Tra caduta e rinascita anche la testimonianza di Paul e Germaine Balenza, coppia della Repubblica democratica del Congo, tre figli ormai grandi, che dopo 27 anni di vita coniugale, con importanti impegni pastorali e sociali (lui è anche presidente dei deputati cattolici del Paese africano) hanno sperimentato sulla propria pelle la delusione del tradimento, della mancanza di sincerità, in un quadro aggravato dalle difficoltà economiche. Di fronte all’infedeltà del marito, lei decide di andarsene da casa, convinta a chiedere il divorzio. Per lui lo choc è terribile. Finalmente comprende l’errore commesso e chiede perdono.

Un percorso lungo e tutt’altro che semplice che passa attraverso una dura revisione della propria vita coniugale – «Ci siamo detti tutto in faccia», ha rivelato ieri Germaine – e la partecipazione a esercizi spirituali di coppia che schiudono la porta alla riconciliazione. «E ora ringraziamo Dio».

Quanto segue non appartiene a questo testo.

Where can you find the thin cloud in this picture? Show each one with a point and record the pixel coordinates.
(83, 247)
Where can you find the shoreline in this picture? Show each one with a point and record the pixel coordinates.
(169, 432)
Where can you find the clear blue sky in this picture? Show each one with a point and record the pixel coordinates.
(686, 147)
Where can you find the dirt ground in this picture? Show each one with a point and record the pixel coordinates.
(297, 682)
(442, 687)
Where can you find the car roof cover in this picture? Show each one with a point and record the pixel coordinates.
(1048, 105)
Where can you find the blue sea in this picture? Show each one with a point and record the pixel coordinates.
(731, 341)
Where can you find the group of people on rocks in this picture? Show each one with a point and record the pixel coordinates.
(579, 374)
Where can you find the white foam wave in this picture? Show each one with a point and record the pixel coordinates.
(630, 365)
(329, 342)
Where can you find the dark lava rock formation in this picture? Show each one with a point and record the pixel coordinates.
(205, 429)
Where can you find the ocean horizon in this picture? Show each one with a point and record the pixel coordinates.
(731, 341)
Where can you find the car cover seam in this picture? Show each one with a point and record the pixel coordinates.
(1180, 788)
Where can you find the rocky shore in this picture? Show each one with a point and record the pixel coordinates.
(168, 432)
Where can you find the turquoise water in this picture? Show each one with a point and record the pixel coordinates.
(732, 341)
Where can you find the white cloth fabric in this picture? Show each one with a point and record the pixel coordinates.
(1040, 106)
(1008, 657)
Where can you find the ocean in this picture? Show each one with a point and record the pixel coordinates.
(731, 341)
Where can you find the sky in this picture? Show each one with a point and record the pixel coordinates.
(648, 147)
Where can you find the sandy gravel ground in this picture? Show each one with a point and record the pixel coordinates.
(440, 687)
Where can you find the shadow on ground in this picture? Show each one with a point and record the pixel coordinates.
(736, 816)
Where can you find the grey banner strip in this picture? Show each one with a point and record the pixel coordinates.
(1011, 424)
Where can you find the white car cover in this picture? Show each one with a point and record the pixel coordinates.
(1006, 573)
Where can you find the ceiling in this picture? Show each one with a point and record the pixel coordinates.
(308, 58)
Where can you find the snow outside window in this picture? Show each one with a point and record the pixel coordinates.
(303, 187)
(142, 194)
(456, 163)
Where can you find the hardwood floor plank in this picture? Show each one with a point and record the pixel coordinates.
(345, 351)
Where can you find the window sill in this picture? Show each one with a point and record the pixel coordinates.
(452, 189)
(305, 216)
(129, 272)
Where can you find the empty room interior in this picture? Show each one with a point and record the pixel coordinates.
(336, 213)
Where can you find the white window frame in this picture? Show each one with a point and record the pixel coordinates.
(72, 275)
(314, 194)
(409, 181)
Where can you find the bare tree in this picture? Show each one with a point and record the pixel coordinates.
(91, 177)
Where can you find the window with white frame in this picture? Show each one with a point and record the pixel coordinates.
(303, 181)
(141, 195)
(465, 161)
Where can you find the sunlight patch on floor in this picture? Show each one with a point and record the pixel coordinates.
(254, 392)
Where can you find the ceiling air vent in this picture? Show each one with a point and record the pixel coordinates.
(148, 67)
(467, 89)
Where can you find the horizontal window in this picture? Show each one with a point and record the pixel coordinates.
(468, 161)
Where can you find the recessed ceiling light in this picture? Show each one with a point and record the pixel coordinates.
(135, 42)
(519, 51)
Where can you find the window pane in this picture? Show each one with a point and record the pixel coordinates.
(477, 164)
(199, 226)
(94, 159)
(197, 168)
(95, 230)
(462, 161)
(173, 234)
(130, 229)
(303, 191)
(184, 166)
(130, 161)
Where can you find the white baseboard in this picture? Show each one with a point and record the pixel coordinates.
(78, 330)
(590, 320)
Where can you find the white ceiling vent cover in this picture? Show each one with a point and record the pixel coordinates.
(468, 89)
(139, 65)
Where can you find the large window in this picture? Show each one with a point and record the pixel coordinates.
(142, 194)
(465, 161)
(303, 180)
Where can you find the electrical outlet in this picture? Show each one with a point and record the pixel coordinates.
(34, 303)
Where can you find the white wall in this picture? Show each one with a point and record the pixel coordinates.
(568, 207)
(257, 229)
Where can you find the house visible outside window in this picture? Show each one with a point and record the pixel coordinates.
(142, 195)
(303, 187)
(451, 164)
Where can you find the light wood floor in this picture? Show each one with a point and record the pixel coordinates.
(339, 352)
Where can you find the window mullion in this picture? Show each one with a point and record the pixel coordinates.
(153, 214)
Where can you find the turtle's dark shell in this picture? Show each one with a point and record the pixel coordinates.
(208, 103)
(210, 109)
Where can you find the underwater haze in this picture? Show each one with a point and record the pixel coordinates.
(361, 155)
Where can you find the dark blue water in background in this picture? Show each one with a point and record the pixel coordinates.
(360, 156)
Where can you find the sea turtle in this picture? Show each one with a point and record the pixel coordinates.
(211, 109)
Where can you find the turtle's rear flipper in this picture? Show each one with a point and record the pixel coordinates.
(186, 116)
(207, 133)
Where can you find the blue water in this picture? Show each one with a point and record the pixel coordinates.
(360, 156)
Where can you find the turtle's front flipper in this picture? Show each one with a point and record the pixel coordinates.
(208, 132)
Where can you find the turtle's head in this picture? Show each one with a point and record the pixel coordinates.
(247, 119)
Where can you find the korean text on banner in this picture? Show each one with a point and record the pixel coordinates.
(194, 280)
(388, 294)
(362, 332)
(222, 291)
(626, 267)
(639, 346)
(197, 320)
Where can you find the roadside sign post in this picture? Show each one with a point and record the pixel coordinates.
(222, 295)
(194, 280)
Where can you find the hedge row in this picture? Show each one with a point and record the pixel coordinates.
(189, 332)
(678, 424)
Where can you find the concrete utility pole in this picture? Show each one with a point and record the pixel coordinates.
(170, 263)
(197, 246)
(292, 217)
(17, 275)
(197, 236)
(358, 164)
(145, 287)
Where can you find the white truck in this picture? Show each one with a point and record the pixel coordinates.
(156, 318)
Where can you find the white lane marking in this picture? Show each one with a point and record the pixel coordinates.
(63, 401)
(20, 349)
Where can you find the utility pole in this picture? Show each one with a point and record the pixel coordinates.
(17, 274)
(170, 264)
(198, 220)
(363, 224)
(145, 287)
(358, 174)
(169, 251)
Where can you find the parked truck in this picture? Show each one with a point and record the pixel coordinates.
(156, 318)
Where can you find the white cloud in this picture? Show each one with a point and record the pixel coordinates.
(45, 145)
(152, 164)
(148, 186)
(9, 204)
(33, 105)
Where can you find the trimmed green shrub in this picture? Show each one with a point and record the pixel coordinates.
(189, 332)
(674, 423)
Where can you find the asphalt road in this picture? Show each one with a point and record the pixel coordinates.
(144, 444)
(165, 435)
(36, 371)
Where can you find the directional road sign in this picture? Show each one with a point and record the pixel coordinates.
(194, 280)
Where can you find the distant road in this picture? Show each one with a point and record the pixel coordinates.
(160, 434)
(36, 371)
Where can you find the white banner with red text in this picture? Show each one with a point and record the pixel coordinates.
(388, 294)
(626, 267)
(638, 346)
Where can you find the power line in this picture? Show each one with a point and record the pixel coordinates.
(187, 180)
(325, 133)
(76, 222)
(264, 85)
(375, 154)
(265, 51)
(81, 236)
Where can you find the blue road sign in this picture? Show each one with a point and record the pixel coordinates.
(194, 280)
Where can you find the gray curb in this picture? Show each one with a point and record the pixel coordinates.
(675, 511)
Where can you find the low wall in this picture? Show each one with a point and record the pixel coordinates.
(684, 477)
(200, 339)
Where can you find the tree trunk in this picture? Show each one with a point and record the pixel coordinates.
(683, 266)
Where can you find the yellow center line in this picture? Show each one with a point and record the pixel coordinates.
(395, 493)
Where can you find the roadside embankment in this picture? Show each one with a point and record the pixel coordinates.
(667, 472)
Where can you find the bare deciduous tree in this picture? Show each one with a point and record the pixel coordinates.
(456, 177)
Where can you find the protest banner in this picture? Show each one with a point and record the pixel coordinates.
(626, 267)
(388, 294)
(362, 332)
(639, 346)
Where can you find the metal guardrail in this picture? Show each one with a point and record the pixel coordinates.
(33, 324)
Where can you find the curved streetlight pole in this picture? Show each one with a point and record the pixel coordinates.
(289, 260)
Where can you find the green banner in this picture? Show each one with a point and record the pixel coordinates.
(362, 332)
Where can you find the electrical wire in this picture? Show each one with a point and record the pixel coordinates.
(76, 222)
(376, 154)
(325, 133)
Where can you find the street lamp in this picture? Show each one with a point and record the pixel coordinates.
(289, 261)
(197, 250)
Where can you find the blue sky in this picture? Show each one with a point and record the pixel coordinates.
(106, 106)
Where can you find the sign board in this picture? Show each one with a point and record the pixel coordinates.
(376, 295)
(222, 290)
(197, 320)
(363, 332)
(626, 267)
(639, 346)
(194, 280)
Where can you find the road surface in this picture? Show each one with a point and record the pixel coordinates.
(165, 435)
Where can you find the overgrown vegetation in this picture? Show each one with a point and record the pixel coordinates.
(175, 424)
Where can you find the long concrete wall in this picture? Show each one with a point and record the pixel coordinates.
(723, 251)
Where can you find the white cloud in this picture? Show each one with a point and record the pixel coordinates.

L'arrivo di papa Francesco all'Incontro mondiale delle famiglie

L'arrivo di papa Francesco all'Incontro mondiale delle famiglie - Siciliani

Un senso di gratitudine al Signore che accompagna da sempre anche la vita di Piero ed Erika Chiriaco, famiglia romana con sei figli che da alcuni mesi accoglie Iryna e Sofia Kozhushko, mamma e figlia, rifugiate ucraine, arrivate in Italia dieci giorni dopo l’inizio della guerra. E questa gratitudine apre il cuore. «Noi non abbiamo accolto Iryna e Sofia perché siamo bravi – hanno raccontato ieri – anzi siamo deboli e come tutti abbiamo delle difficoltà nel matrimonio e con i nostri figli, ma la fede nel Signore ci ha ispirato ad aprirci all’accoglienza». Piero ed Erika, vivono un cammino di fede nella parrocchia di San Francesco ad Acilia, nella periferia sud di Roma. «Ci siamo sentiti accolti e amati in un momento difficile nella nostra vita, quando abbiamo saputo di aspettare un figlio prima ancora di iniziare il percorso di preparazione al matrimonio». Lei aveva 18 anni, lui 20. «Ci siamo sentiti amati e accolti senza essere giudicati». E ora vogliono restituire un po’ delle attenzioni e degli abbracci ricevuti.

Un impegno solidale che segna anche la vita di Zakia Seddiki Attanasio, moglie dell’ambasciatore italiano ucciso nel febbraio 2021 in Congo, che oggi proprio in memoria del marito, sostiene la fondazione “Mama Sofia” che «promuove la pace, la giustizia e la solidarietà tra i popoli attraverso attività culturali di interesse sociale e che ha come obiettivo quello di aiutare soprattutto i giovani e i bambini dei Paesi sottosviluppati o in via di sviluppo». Coerenza, coraggio, volontà di non dimenticare. Come hanno raccontato ieri anche Roberto e Maria Anselma Corbella, genitori di Chiara, uniti nel ricordo della figlia, avviata verso la santità.